古今集巻第九 羇旅歌 410番
あづまの方へ、友とする人、ひとりふたりいざなひていきけり。三河国八橋といふ所にいたりけるに、その川のほとりに、かきつばたいとおもしろく咲けりけるを見て、木の陰におりゐて、かきつばたといふ五もじを、句のかしらにすゑて、たびの心をよまむとてよめる
在原業平朝臣
唐衣きつつなれにしつましあればはるばるきぬるたびをしぞ思ふ
東国へ友とする人をひとりふたり伴って行った。
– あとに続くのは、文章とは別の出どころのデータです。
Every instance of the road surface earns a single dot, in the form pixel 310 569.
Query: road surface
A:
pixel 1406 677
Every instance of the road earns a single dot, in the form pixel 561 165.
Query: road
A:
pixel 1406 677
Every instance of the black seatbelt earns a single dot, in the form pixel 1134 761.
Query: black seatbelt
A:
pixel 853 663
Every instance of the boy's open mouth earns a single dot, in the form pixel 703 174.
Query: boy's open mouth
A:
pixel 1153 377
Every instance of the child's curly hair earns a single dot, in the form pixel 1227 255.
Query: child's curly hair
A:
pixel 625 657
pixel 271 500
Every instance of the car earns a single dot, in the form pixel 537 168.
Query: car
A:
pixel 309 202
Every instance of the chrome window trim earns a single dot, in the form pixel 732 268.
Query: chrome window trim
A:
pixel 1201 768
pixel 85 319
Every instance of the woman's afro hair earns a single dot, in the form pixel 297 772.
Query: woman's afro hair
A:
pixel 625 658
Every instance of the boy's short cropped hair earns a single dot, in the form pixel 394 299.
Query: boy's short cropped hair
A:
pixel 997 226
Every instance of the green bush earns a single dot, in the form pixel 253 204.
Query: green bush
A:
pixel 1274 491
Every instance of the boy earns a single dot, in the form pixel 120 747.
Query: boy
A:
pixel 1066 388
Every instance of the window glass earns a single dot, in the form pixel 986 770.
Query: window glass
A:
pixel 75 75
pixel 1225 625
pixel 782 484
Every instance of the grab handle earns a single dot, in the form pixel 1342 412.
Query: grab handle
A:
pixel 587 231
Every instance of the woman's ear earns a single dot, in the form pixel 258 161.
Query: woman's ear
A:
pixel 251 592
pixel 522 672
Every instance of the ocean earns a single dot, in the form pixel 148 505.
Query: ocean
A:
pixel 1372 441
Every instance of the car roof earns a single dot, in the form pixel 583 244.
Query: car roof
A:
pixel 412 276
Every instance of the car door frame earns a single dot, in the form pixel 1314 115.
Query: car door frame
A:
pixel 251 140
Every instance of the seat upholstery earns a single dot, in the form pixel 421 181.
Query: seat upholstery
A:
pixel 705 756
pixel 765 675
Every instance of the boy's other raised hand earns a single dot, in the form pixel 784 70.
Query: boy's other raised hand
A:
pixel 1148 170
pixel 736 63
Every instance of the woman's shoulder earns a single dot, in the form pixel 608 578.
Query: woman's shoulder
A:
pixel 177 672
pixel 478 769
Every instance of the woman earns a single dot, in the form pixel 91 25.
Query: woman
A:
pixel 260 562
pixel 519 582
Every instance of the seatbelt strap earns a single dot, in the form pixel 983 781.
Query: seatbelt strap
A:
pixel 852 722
三河国の八橋という所に至って、そこの川のほとりにかきつばたがとてもきれいに咲いているのを見て、木の陰に降りて座って、かきつばたという五文字を句の始めに置いて旅の心を詠んでみては、というので詠んだ歌
在原業平朝臣
唐衣を着慣れたように馴染んだ妻が都にいるので、はるばる東国にまで来た旅を心もとなく思う
からごろも
きつつなれにし
つましあれば
はるばるきぬる
たびをしぞおもふ
と句の始めが「かきつはた」になっています。
業平は都で問題を起こしたので東国へ身を隠すために旅をします。その時の様子は伊勢物語に書かれていて、この歌の後は、「と詠めりければ、みな人、乾飯の上に涙落として、ほとびにけり。」(と詠んだので、みんなはおにぎりの上に涙を落してしまい、べたべたになった。)となっています。